Ninguno de los dos estaba preparado para lo que les aguardaba en el piso de Velasco. El brazo tirado en mitad del salón. El reguero pardo que salía de allí, como el renglón de una condena, y les conducía por el pasillo hasta el dormitorio de los niños.

El armario de pared, abierto.

Y dentro.

—Dios mío.

La piel de Diana era tan blanca que resplandecía como la figura de un ángel en el Nacimiento. En mitad de su pecho se abría un rosetón de sangre con el pequeño agujero de la bala en su centro. Y entre sus pies descalzos, el arma que Ciro había atisbado en el cinturón de su amigo unos días antes, igual que un presagio. La naturaleza del acto perpetrado por Velasco apretaba una interrogación en los cuellos de Nando y Ciro; les decía: ¿crees que tú nunca llegarías a hacer algo así?

No se atrevieron a tocar a la niña.

—¡Fuera! ¡Fuera de aquí! —se escucharon los gritos de Germán en el jardín.

Ciro y Nando corrieron a la ventana, temiendo ver a su amigo en plena refriega con los enfermeros. Pero no se trataba de ellos. Eran las gaviotas.
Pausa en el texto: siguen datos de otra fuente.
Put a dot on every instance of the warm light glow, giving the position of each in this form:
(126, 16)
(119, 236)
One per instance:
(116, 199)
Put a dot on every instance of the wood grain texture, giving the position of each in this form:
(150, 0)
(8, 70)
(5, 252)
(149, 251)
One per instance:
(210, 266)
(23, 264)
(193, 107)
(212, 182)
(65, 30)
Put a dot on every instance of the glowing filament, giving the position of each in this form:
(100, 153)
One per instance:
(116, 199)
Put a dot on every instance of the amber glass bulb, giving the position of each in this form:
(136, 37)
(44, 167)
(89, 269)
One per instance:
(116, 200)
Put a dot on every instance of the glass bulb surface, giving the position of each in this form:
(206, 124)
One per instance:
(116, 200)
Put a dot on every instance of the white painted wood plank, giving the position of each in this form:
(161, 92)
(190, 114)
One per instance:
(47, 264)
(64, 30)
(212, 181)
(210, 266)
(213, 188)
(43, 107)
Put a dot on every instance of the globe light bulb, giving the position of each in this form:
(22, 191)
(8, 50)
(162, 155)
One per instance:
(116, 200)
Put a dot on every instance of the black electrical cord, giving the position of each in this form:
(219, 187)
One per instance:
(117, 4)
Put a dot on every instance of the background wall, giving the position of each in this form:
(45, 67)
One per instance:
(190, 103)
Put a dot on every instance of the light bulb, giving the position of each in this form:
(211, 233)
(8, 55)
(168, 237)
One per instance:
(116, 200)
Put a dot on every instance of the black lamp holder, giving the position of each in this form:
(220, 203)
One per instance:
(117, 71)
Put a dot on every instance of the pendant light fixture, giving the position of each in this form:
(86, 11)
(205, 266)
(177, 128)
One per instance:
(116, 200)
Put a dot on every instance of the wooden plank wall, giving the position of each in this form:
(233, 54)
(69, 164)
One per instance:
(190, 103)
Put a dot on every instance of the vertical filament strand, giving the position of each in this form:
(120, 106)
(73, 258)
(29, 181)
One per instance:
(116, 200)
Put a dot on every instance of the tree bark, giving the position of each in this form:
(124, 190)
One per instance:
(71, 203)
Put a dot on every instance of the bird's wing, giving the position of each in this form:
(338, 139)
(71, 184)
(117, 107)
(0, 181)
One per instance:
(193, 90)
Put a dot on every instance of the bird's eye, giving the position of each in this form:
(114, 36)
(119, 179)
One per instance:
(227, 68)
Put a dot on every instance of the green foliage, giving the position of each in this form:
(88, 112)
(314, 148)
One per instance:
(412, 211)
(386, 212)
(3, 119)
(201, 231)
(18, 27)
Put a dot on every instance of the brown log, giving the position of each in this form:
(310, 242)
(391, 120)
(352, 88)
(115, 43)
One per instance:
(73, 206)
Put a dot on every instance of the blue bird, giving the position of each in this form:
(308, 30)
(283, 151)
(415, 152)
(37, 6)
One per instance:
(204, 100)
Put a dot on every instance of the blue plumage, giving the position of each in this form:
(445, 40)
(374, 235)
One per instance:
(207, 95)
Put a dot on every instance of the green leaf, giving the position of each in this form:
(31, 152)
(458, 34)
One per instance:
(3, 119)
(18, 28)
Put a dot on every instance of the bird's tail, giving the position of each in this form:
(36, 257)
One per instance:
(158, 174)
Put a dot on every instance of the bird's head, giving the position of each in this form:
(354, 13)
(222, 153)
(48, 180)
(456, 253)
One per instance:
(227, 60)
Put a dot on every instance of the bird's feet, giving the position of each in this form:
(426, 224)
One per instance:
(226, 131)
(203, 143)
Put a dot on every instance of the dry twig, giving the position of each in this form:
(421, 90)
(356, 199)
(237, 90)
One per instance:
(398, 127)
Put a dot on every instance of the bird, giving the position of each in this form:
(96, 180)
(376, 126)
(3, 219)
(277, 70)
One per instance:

El significado de aquella visión se escondía entre lo mítico y lo grotesco, inaprensible, pero Ciro tuvo la certeza de que nunca podría borrar la imagen de su memoria: el coloso Germán, medio desnudo, dando mandobles con su palo de críquet y gritando a todo pulmón, fuera de sí. Las gaviotas eran torpes, tenían hambre, se arriesgaban más de la cuenta y entonces recibían el impacto brutal. Ciro y Nando vieron hasta cuatro aves salir rebotadas en mitad del vuelo, destrozadas, explosiones de plumas y sangre.

Y contra los graznidos de dolor, los alaridos de Germán, más parecidos al llanto de un gigante.